Quarant’anni per “The Wall”, pietra miliare tremendamente moderna

di Davide Calcabrina

Il 30 novembre 1979, esce “The Wall” concept dei Pink Foyd, undicesimo album della band.
Esattamente 40 anni fa, critica e fans ancora si dividono tra chi lo descrive come uno dei capolavori più iconici della band e del Rock e chi lo definisce il canto del cigno di una band immortale ma da lì in poi diversa rispetto a quanto visto, ascoltato, fino a quel momento.

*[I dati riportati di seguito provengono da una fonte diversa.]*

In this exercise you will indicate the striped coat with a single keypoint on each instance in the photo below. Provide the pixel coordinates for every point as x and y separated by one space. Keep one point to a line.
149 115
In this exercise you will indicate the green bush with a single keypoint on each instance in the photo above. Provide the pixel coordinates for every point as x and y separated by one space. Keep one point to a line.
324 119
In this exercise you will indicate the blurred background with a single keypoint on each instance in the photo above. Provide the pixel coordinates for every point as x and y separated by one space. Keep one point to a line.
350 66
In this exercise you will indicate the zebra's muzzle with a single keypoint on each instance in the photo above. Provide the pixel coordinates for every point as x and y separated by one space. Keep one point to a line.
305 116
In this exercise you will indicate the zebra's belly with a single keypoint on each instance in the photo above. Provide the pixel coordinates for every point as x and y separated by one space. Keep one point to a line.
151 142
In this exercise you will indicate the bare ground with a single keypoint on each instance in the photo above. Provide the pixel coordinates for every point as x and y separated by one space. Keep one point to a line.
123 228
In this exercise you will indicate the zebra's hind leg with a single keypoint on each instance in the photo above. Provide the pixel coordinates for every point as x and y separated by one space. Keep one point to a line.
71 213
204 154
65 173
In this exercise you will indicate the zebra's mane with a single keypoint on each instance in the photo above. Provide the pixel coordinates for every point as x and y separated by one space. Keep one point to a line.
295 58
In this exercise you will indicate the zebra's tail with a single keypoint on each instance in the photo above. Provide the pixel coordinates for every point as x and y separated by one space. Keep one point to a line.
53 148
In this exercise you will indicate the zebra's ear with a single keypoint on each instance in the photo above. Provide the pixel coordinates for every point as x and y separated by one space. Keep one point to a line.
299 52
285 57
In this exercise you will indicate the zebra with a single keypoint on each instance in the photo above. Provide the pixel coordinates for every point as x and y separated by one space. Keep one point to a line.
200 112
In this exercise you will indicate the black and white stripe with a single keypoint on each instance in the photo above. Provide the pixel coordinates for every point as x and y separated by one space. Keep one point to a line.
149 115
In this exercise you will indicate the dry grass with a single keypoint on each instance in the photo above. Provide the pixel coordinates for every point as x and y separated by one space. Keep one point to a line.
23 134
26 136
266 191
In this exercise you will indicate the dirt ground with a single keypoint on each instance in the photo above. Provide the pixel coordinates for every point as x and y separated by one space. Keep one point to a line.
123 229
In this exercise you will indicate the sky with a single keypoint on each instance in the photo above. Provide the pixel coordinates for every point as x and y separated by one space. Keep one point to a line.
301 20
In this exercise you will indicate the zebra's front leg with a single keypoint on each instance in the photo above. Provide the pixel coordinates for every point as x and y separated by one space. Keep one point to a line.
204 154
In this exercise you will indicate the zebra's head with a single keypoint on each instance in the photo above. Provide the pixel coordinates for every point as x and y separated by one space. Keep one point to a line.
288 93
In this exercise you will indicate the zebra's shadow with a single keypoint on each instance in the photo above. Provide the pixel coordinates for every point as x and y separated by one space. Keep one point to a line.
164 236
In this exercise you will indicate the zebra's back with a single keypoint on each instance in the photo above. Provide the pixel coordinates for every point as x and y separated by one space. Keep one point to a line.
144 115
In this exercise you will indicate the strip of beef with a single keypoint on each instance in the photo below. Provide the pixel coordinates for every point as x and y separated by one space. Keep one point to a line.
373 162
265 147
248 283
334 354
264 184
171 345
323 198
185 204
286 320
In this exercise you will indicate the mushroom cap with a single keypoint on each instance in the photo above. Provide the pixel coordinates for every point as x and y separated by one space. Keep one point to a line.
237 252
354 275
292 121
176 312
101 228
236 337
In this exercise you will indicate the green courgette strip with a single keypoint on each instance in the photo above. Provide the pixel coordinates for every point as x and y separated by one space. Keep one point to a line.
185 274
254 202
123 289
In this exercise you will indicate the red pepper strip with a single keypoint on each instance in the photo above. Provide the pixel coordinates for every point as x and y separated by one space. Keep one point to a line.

Non è facile, non lo è per niente.
Waters, Gilmour e co. vengono dal successo planetario di un trittico d’oro composto da “The Dark Side of the Moon”, “Wish You Were Here” e “Animals”, album che li hanno cristallizzati ai vertici della musica mondiale, migliaia di copie vendute, decine di tournée, centinaia di concerti, platee strapiene e adoranti. Sembrano i presupposti perfetti, la tavola migliore con cui surfare sull’onda del successo e della fama, quell’onda che ogni musicista anela fin dal primo momento in cui, da bambino, mette gli occhi sullo strumento che amerà per sempre che diverrà un’estensione fisica del lato artistico di sé.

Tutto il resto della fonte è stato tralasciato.